Chapitre sept : Communication et rayonnement

Les activités de communication et de rayonnement jouent un rôle de premier plan dans la légitimation du système de justice militaire au Canada. Des principaux intervenants participant au processus de justice militaire en passant par les partenaires et les organisations stratégiques à l’échelle nationale et internationale, les activités de communication et de rayonnement font partie intégrante de la vision stratégique du DPM lorsqu’il s’agit de promouvoir le système de justice militaire au Canada. À cet égard, le DPM a déployé un effort concerté pour impliquer différentes organisations afin de hausser davantage le caractère légitime du système de justice militaire du Canada. On présente donc, dans ce chapitre, les activités de communication et de rayonnement que déploie le DPM au cours de la période de rapport.

Chaîne de commandement des FAC

Le système de justice militaire est conçu de manière à promouvoir l’efficacité opérationnelle des FAC en contribuant à ses efforts de maintien de la discipline, de l’efficacité et du moral. Il assure également que la justice est administrée de manière équitable et dans le respect de la loi. Le système de justice militaire n’est qu’un des nombreux outils dont la chaîne de commandement dispose pour l’aider à atteindre ses objectifs. Pour cette raison, il est nécessaire que le DPM et les procureurs du SCPM impliquent la chaîne de commandement activement et de manière efficace à toutes les étapes du processus de la cour martiale.

Tout en protégeant l’indépendance de la fontion de poursuivant du SCPM, le DPM reconnaît à quel point il est important d’entretenir des relations axées sur la collaboration avec la chaîne de commandement des FAC. Ces rapports de collaboration avec la chaîne de commandement garantissent que les deux entités collaborent afin de renforcer la discipline et l’efficacité opérationnelle grâce à un système de justice militaire dynamique. Au cours de la période, le DPM a poursuivi cette pratique qui consiste à rencontrer de manière proactive les membres supérieurs de la chaîne de commandement sur les différentes bases militaires au Canada.

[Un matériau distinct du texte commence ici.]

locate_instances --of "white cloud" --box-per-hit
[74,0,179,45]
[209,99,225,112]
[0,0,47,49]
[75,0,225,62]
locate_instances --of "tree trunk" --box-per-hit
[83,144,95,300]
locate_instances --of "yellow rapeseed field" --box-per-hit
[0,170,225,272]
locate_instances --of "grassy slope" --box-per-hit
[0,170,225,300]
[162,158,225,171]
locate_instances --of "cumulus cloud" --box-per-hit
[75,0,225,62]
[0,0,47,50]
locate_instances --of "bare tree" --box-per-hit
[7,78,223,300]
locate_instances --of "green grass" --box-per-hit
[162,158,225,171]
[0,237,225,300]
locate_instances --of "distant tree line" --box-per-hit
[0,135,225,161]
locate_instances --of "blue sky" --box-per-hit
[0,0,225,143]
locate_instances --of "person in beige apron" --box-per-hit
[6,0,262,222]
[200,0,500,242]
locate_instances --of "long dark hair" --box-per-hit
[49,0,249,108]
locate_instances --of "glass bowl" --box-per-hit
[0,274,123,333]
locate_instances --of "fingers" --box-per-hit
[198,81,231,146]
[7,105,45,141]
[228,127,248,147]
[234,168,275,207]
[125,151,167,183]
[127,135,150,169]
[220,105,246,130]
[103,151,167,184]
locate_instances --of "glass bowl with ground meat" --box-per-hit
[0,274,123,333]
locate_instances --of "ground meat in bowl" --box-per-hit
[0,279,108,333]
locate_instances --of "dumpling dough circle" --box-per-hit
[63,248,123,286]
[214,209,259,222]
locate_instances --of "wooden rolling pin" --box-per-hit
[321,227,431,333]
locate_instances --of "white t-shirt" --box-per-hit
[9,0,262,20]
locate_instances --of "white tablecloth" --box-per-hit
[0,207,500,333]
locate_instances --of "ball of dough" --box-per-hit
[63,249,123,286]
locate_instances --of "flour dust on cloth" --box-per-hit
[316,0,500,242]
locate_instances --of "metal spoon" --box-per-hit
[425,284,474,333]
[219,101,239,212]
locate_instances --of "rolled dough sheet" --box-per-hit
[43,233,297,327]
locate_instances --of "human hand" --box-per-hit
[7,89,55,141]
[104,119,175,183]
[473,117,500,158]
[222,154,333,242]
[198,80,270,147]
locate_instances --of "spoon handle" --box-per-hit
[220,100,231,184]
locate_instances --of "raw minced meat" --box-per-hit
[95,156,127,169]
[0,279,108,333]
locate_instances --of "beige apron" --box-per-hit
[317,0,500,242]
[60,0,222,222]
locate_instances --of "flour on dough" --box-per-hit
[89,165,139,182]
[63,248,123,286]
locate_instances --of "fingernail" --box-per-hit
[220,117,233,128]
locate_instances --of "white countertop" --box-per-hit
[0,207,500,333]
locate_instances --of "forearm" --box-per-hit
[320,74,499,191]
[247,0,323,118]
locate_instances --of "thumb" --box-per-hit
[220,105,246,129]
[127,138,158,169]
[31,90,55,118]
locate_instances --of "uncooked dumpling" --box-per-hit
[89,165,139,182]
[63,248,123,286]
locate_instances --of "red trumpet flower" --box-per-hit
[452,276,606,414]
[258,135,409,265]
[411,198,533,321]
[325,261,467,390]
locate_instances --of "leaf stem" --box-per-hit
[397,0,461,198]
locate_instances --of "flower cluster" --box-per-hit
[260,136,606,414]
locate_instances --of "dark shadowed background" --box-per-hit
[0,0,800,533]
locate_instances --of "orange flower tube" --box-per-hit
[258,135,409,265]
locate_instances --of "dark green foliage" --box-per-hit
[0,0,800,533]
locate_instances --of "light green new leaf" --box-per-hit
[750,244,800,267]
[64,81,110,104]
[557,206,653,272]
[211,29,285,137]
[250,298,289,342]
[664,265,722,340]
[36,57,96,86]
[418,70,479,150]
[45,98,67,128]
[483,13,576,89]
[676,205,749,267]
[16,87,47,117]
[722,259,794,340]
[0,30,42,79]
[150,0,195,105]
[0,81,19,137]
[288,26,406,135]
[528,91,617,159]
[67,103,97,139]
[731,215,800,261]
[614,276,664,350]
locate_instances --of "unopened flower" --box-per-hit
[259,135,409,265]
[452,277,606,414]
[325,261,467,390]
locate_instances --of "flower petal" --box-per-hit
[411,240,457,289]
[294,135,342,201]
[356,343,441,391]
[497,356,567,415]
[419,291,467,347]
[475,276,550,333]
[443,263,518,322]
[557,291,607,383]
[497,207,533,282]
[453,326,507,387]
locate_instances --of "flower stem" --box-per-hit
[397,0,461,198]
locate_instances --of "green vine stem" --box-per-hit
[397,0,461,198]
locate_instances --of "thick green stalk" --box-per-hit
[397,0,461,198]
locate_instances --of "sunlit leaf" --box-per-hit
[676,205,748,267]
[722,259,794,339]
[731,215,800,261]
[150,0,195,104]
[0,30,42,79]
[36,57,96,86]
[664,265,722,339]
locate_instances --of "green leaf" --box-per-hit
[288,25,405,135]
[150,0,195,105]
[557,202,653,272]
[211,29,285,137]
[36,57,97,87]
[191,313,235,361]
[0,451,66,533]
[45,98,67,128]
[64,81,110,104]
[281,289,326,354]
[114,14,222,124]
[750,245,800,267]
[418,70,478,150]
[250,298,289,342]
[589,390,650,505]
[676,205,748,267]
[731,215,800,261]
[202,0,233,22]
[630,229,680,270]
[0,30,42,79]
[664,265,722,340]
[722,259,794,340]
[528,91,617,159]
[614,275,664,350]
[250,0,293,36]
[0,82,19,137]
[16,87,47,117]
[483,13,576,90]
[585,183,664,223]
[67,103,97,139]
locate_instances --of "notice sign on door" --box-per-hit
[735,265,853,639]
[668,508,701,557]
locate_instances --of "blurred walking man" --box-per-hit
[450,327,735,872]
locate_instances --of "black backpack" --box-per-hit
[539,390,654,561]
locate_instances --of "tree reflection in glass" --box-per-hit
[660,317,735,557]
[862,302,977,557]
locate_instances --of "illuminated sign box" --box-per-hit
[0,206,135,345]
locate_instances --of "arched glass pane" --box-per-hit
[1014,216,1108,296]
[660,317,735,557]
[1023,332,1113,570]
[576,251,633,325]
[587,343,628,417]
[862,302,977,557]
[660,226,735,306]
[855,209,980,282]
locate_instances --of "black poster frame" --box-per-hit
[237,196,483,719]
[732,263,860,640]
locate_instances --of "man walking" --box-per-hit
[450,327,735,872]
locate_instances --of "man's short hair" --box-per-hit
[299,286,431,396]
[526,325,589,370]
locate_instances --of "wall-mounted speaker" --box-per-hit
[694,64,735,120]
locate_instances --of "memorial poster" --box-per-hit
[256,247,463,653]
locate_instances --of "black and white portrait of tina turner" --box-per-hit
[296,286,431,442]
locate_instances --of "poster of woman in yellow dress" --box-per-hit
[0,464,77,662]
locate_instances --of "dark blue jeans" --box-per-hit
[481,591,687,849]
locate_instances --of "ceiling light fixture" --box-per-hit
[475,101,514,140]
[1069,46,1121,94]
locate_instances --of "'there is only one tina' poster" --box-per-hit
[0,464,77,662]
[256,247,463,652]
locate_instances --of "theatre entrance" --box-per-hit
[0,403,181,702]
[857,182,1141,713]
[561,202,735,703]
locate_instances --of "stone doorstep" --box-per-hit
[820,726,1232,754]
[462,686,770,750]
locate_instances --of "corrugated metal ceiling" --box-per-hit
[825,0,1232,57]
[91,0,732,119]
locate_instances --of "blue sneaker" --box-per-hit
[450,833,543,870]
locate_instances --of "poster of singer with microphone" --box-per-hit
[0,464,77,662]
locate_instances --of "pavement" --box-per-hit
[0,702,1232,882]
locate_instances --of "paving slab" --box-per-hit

Au cours de cette même période, le DPM a également participé, à titre de conférencier, à la réunion du Conseil consultatif sur la discipline des FAC, qui avait lieu le 14 janvier 2019. À cette occasion, le DPM a abordés certains sujets tels que les enquêtes disciplinaires d’unité et le soutien aux victimes, en plus de faire le point sur l’affaire Beaudry devant les adjuc/pm 1 qui occupent différents postes stratégiques au sein des FAC.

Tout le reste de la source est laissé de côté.